The above is not a concrete answer. Just my thought process on what might be an “acceptable” margin of error given the use-case and data. It does seem that it’s better to avoid including the incorrect values no matter what.

1 Like

Thanks for introducing me to a new method.
I was expecting a slightly different result:
12.667502623997947

I’ve played around with numpy.r_, however, I did not manage to find the above result.

The below question might deserve another topic about numpy.r_

Why is the result significantly different if I remove len(taxi_modified) ?

taxi_modified[np.r_[:1800,1802:], 7].mean()

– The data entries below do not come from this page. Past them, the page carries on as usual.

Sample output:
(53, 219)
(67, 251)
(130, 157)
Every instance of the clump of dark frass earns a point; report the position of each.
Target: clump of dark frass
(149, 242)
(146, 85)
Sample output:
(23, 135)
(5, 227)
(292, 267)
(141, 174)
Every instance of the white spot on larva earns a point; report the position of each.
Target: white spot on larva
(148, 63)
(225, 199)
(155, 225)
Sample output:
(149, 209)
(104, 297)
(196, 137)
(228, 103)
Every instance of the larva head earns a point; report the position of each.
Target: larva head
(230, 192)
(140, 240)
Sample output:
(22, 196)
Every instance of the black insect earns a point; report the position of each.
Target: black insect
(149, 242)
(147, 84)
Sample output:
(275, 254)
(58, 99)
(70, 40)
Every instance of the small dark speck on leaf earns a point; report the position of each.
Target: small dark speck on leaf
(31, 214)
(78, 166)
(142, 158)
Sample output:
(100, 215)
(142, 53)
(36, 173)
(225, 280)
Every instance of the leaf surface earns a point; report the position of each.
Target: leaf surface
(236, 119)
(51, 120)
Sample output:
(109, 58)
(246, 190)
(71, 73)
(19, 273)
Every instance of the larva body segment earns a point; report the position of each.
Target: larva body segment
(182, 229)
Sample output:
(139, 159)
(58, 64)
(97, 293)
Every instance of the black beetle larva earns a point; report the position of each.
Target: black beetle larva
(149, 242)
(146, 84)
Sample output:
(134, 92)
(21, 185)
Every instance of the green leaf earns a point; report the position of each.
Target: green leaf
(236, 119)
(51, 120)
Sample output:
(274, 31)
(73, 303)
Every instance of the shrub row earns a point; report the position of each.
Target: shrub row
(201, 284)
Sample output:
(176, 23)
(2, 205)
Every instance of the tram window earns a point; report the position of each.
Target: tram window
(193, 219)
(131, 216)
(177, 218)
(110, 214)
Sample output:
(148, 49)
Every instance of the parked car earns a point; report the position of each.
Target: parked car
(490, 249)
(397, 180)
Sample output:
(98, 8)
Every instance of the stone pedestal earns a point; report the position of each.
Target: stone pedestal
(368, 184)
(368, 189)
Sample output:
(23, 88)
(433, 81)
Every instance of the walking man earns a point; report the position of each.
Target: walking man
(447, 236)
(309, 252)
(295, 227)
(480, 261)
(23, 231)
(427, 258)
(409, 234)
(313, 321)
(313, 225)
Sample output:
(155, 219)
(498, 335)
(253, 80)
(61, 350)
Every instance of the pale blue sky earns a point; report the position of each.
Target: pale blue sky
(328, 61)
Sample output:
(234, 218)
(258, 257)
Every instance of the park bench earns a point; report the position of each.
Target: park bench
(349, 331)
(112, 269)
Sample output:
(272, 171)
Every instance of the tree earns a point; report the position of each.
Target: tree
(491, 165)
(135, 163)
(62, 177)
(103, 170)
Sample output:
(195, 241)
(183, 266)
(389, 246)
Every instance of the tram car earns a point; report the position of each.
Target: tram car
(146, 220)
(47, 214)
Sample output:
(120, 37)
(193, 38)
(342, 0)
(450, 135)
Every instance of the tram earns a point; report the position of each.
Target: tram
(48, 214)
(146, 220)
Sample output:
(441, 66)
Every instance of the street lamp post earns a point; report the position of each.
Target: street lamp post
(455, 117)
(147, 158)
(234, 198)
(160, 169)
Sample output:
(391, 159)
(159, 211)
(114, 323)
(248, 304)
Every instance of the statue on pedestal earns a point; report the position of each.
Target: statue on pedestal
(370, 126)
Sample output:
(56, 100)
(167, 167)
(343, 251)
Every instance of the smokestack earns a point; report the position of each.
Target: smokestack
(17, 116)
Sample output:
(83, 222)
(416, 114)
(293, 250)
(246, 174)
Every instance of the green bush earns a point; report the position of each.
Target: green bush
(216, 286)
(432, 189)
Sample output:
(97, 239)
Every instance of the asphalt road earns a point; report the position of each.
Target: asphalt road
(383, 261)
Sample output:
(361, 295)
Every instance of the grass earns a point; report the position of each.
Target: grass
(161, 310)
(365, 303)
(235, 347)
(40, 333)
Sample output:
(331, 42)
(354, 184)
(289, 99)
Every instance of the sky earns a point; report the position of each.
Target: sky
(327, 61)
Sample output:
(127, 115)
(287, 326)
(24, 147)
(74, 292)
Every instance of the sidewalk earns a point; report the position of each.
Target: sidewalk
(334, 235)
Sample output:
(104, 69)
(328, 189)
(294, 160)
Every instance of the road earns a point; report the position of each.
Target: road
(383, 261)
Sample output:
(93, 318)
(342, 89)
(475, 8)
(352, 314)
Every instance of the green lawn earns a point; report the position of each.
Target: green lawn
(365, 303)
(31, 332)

In addition, I thought the reported end bound index is not included in the slicing and to have it included, I need to add one. However, I end up with an error when running the below code:

end_bound = len(taxi_modified) + 1
taxi_modified[np.r_[:1800,1802:end_bound], 7].mean()

Error:

IndexError: index 89560 is out of bounds for axis 0 with size 89560

I did the below experiment:

  • create an array [ 1 2 3 4 5 6 7 8 9 10]
  • slice the array by removing the number 5. Expected result: [ 1 2 3 4 6 7 8 9 10]
tab = np.array([1,2,3,4,5,6,7,8,9,10])

print(tab)

end = int(len(tab)+1)
tab = np.r_[:5,6:end]

print(tab)

tab = np.r_[1:5,6:end]

print(tab)

which gives me the below result:

[ 1  2  3  4  5  6  7  8  9 10]
[ 0  1  2  3  4  6  7  8  9 10]
[ 1  2  3  4  6  7  8  9 10]

I don’t understand why there is a 0 in the second array that I print.
In order to get the result that I expected, I had slice by adding a 1 : tab = np.r_[1:5,6:end]

1 Like

Thanks for your reply, I haven’t learned Panda yet. Might get your point a bit later in my studies. Cheers !

Thanks for the contribution, I understand that there is no absolute response and it is more about a business analysis consideration. Appreciate the share of your reasoning.

That is because of precision difference
See the different results between python sum and numpy np.sum

>>> p_sum = sum(taxi_modified[np.r_[0:1800,1802:len(taxi_modified)], 7])
>>> n_sum = np.sum(taxi_modified[np.r_[0:1800,1802:len(taxi_modified)], 7])
>>> p_sum, n_sum
(1134476.200000008, 1134476.2000000002)

if you use python sum you will get your expected output

>>> p_sum / (len(taxi_modified)-2)
12.667502623997947

while using numpy np.sum

>>> n_sum / (len(taxi_modified)-2)
12.667502623997859

gives simiar to taxi_modified[np.r_[:1800,1802:len(taxi_modified)], 7].mean() so i guess mean internally using np.sum but i am not sure.


You don’t have to include extra 1 as index start with 0 so it already covering upto latst element of array.

Here again you don’t have to add extra 1 in end. and second here using np.r_ we are generating indices for our array so after generating indices you have to slice it with array and more you want to ignore 5th value which means 4th index so while generating indices we should ignore 4
Hence it should be

end = len(tab)                 # removed extra `1`
tab = tab[np.r_[:4,6:end]]     # Slicing with array `tab` and ignore 4th index instead of 5th

See the doc that says

So np.r_[:1800, 1802:] similar to concatenation of np.arange(start=None, stop=1800) and np.arange(start=1802, stop=None) but i dont know why it returning result when stop=None in second slicing.